Pardon.
Parce que j’avais promis de prendre soin de toi et de te rendre heureux. De t’écouter et de te faire confiance. Parce qu’on s’était juré de tout se dire. Même le mauvais. Et de ne jamais laisser un évènement extérieur s’immisser entre nous.
Pardon.
Parce que ces 3 dernières semaines, j’ai faillit à mon rôle. J’ai été égoïste alors que tu continuais à prendre soin de moi. Je me suis rendue sourde à tes envies, tes désirs, ton mal être de me voir me démolir de l’intérieur.
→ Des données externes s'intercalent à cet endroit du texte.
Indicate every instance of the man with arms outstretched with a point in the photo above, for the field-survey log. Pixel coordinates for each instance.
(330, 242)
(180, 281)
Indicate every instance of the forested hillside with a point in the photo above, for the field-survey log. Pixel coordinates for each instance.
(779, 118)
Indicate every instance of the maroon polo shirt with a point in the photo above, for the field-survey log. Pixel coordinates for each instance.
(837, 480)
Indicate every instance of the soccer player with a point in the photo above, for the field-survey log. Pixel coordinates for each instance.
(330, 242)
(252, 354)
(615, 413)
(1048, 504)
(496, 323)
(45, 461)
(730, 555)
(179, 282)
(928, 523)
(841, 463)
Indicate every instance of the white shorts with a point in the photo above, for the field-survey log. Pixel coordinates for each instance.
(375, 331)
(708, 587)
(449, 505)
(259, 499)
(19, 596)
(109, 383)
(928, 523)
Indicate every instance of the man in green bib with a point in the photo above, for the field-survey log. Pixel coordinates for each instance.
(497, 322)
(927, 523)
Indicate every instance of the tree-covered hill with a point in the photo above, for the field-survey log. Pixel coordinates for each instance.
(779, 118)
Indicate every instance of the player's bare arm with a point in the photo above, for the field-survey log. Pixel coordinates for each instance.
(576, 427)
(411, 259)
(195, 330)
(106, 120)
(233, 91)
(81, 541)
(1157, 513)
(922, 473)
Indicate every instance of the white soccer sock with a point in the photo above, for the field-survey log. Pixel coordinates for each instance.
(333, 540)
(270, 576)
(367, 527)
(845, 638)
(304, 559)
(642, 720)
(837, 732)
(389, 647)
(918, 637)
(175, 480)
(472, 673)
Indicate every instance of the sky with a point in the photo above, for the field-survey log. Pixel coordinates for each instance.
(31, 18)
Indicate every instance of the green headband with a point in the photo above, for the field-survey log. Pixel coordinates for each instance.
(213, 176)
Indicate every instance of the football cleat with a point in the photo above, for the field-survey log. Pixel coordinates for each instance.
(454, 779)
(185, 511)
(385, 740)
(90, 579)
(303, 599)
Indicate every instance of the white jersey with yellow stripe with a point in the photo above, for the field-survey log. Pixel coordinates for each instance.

Je t’ai fait payer ce qui me blessait ailleurs. Parce que je me croyais blasée alors que blessée aurait été plus juste. Parce que je pensais naïvement que ça allait s’arranger, que mon meilleur pote ne pourrait jamais me faire du mal à ce point un jour, que nan, c’était pas possible et qu’il allait finir par me dire qu’en fait, ahahah, c’était une grosse blague. Qu’encore une fois j’avais pas pigé la subtilité. Mais non.
Pardon.
Parce que j’étais à bout de force mentale et que ça me detruisait physiquement. Et que même si je ne t’ai pas menti, je m’en veux de ce silence que je t’ai imposé sous le faux prétexte de te préserver. De t’avoir mis à l’écart. Aimer quelqu’un qui n’est là que le week-end, je sais, ce n’est pas facile. Encore moins quand ce quelqu’un a mal et qu’il n’arrive pas à en parler. Encore moins quand tu te retrouves tout seul la semaine alors que je suis entourée.
Pardon.
Parce que c’était injuste et que tu ne le méritais pas. Ca me fait mal de te faire du mal. Et te voir malheureux me démolit tout autant.
Alors j’aimerais te prendre dans mes bras, là tout suite, et te serrer très fort en te disant que j’ai été trop conne et que putain merde, on va pas se bouffer la vie pour des connards pareils, qu’on a autre chose à foutre parce que l’année prochaine on se marie, qu’on est pas sorti de l’auberge et qu’on les emmerde.
Que nous, c’est comme Bonny & Clyde… Si tu sautes, je saute.
Parce je t’aime, bordel !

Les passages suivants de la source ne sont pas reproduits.